Das Landgericht hat seiner Prognose zutreffende rechtliche Maßstäbe zugrunde gelegt und ist dabei aufgrund einer Gesamtwürdigung der Persönlichkeit der Beschuldigten, ihres Vorlebens und der festgestellten Anlasstaten zu dem Ergebnis gelangt, dass von ihr nicht mit der für eine Unterbringung erforderlichen Wahrscheinlichkeit erhebliche rechtswidrige Taten im Sinne von § 63 Satz 1 StGB zu erwarten sind. Es hat dabei beachtet, dass die Gefahrenprognose anhand der konkreten Umstände des Einzelfalls zu entwickeln ist, alle hierfür maßgeblichen Gesichtspunkte gesehen und vertretbar gewürdigt. Dabei hat es insbesondere sowohl das Gewicht auch der beiden schwersten, zutreffend als gefährliche Körperverletzungen gewürdigten Taten als auch die Entwicklung der Krankheit der Beschuldigten in Betracht gezogen. Zu Recht hat die Strafkammer es als gewichtig gegen die Gefährlichkeit der Beschuldigten sprechendes Indiz angesehen, dass sie in den mehr als zwanzig Jahren ihrer Erkrankung mit Ausnahme der Taten 4 und 9 nicht mit Körperverletzungsdelikten oder anderen im Sinne von § 63 StGB erheblichen Taten in Erscheinung getreten ist (vgl. BGH, Beschluss vom 13. Dezember 2011 - 5 StR 422/11, NStZ-RR 2012, 107, 108).

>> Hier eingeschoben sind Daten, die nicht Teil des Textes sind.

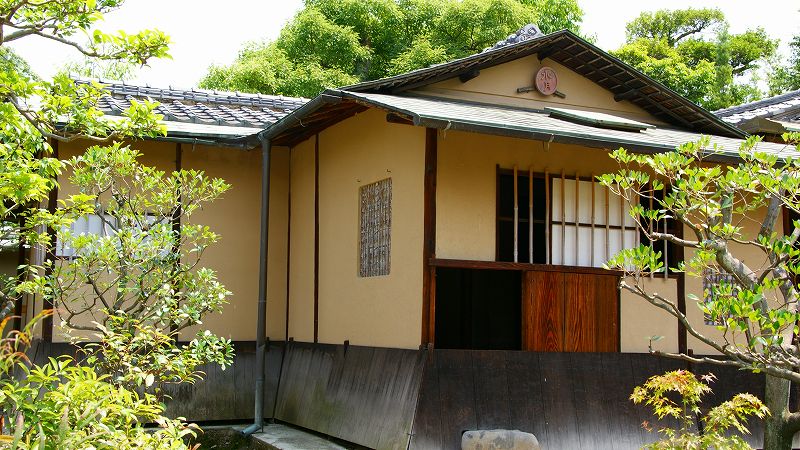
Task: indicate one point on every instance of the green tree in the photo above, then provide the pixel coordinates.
(100, 69)
(786, 77)
(730, 415)
(35, 112)
(755, 307)
(331, 43)
(139, 283)
(691, 51)
(64, 406)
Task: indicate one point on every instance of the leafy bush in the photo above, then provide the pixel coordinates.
(728, 416)
(63, 406)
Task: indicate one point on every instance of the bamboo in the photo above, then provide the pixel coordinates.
(563, 218)
(650, 229)
(666, 246)
(547, 214)
(530, 215)
(622, 222)
(516, 217)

Entgegen der Auffassung der Revision hat das Landgericht auch nicht verkannt, dass es für die Entscheidung, ob eine Unterbringung in einem psychiatrischen Krankenhaus anzuordnen ist, nicht darauf ankommt, ob die vom Täter (aktuell noch) ausgehende Gefahr für die Allgemeinheit durch eine konsequente medizinische Behandlung oder andere Maßnahmen außerhalb des Maßregelvollzugs abgewendet werden kann. Ein derartiges täterschonendes Mittel würde erst bei der Frage der Aussetzung der Vollstreckung der Maßregel zur Bewährung Bedeutung erlangen können (vgl. BGH, Urteile vom 3. August 2017 - 4 StR 193/17, StraFo 2017, 426; vom 31. Mai 2012 - 3 StR 99/12 Rn. 10; vom 20. Februar 2008 - 5 StR 575/07 Rn. 14, und vom 23. Februar 2000 17 18 - 3 StR 595/99, BGHR StGB § 63 Gefährlichkeit 28). Eine solche fortbestehende Gefahr hat das Landgericht indes nicht angenommen. Vielmehr ist es zu dem Ergebnis gelangt, dass der Beschuldigten aufgrund ihrer Entwicklung im Rahmen der einstweiligen Unterbringung schon keine die Maßregel nach § 63 StGB rechtfertigende Gefährlichkeitsprognose mehr gestellt werden kann. Nachvollziehbar hat es seine Annahme begründet, dass die Beschuldigte - unter der Obhut ihrer vor der Hauptverhandlung bestellten, erfahrenen und „engagierten“ Betreuerin - ihre aktuell vorhandene „Behandlungscompliance“ beibehalten und die erforderliche Medikamenteneinnahme auch in Freiheit fortsetzen werde. Unter Medikation habe die Beschuldigte bereits in der Vergangenheit „lange ‚gute‘ Phasen“ erlebt, in denen sie nicht straffällig geworden sei (UA S. 35).
Gegen diese Ausführungen der Strafkammer ist angesichts der Aufgabenverteilung zwischen Tat- und Revisionsgericht nichts zu erinnern.